One thing is for certain: West was able to round up an impressive cast for his 7th feature film. Names like Ethan Hawke, John Travolta, Karen Gillan, and Taissa Farmiga grace the screen with a group presence that goes a long way in making this relatively small-scale project feel like something else entirely. It’s also nice to see Larry Fessenden on screen as a reminder of West’s strong indie ties. But while the cast of characters alone might draw the interest of “genre” outsiders, none of them bring anything particularly strong to the table–and that’s surprising. Even when Hawke is at his grittiest and angriest, something about his actions and emotions fail to resonate with me as a viewer. It’s cool and awesome to look at, but not as powerful as it should have been. I imagine that viewers will sympathize with his motivation, but that’s about it.
As for being a Western, I suppose that’s true in the strictest sense of the genre. It does, in fact, take place in the proper time frame in a desolate town full of flowing dresses, cowboy hats, and horses, but the environment feels terribly sparse. We’re led to understand that this town has seen better days, but the fact that it seems to be inhabited by less than 20 civilians is a bit strange. If this had been a film that plays out on the outskirts of town, the limited body count would make sense. But as it stands, In a Valley of Violence falls shy of feeling like a slice of something larger. Busing in about 20 additional extras would have gone a long way in making the town feel like something more than just a set piece. The same can be said for its rather utilitarian story.
I’ll admit that emotions ran high in the film’s turning point, but even that seemed like low-hanging fruit. It’s almost disappointing that West would focus on such a “gimme” when he’s shown such promise in previous films with more organic character arcs and motivations. What is done here is effective, but not terribly original. This is compounded by the fact that West wanted to leave the horror genre for fear of retreading familiar water but chooses to tread the very same tropes here.

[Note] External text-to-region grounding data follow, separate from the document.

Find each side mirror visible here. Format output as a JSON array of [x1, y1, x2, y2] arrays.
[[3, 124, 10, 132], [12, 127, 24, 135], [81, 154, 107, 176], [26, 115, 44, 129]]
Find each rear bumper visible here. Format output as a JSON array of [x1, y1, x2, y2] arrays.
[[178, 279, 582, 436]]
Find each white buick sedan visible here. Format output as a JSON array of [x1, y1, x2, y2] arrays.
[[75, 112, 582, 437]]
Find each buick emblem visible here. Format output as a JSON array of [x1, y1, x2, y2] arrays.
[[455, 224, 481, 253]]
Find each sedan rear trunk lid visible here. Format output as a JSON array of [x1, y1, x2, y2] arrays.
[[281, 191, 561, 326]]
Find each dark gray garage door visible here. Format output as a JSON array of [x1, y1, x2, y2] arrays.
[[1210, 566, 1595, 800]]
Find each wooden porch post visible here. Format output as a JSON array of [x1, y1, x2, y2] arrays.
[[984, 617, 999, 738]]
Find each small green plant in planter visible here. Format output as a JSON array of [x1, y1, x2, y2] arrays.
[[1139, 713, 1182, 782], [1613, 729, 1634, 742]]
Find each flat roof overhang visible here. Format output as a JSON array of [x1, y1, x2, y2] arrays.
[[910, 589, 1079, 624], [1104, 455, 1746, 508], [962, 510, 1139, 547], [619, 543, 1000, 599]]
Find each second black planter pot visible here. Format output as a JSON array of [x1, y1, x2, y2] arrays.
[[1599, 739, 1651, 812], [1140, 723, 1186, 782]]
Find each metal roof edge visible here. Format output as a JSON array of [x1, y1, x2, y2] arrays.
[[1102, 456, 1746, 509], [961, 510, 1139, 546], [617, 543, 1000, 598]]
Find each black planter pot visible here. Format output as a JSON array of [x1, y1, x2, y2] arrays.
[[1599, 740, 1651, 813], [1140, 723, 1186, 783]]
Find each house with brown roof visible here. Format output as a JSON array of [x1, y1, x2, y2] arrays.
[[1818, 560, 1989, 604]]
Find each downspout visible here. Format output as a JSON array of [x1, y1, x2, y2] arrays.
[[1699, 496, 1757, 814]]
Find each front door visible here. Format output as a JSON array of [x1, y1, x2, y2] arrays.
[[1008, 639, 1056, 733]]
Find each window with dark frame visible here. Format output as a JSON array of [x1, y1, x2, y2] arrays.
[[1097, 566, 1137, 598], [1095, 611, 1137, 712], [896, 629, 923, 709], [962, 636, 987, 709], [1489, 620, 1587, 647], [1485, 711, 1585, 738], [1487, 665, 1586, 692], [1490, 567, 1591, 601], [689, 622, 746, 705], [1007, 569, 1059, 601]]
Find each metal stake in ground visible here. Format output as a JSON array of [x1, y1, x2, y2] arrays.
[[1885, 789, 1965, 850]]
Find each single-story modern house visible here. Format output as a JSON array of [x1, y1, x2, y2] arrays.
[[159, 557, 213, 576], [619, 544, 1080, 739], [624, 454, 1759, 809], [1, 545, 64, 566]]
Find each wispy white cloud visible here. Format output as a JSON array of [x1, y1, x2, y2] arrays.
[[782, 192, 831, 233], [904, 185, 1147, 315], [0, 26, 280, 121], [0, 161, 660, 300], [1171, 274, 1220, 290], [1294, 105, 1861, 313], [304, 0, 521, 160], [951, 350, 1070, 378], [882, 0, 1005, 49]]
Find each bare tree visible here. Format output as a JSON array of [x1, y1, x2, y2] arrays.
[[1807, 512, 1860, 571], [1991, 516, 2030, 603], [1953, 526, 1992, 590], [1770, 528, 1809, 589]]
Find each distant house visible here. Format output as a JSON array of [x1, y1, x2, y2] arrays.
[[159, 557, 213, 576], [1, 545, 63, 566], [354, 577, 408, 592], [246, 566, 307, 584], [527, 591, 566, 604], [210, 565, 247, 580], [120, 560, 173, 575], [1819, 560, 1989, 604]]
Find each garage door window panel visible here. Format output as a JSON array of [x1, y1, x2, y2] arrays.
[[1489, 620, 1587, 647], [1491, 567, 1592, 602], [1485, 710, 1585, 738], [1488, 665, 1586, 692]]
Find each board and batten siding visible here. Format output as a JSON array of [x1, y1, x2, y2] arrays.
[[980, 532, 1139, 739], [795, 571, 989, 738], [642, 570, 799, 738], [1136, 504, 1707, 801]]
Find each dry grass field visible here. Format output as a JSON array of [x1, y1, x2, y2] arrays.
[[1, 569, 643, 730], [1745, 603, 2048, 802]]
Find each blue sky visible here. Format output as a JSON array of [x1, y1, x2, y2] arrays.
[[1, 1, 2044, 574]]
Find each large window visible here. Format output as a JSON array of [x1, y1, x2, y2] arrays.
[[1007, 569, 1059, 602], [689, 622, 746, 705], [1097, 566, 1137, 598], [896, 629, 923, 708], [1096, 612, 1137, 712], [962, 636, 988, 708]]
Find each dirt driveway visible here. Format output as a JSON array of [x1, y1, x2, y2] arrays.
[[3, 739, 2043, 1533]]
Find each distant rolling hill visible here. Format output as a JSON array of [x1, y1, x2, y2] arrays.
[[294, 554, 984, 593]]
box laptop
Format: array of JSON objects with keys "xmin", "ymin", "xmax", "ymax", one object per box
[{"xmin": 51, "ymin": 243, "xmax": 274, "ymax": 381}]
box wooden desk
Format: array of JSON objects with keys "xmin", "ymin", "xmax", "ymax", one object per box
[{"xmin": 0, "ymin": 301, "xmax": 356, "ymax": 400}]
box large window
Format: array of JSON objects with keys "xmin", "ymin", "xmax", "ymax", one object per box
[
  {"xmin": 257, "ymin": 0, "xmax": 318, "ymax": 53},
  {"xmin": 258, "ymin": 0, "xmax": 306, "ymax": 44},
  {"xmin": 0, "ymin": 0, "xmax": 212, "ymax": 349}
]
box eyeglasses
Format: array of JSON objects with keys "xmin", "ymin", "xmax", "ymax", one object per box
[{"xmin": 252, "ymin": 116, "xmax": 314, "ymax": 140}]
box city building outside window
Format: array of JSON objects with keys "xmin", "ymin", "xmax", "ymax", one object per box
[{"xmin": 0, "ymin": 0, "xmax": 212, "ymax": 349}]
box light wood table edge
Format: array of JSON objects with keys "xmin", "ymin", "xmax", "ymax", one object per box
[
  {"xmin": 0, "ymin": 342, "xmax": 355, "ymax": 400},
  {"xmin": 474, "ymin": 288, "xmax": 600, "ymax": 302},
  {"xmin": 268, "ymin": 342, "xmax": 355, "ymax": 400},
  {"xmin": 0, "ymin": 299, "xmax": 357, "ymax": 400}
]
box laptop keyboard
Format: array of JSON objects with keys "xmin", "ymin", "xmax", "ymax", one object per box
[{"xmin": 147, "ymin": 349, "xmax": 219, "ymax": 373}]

It’s a bummer, but that doesn’t make it bad.
West’s debut effort into a new genre is a commendable one, but he’s unableto truly explore something new and exciting in the narrative space. We’ve seen this all before, but that doesn’t mean it isn’t exciting. That said, I’ve seen the gritty Western/Thriller pulled off to greater success from far less accomplished filmmakers. TI West is an excellent horror filmmaker, but In a Valley of Violence proves that he’s still figuring out who he wants to be when he steps outside of that space.
In a Valley of Violence screened at the 2016 Toronto After Dark Film Festival.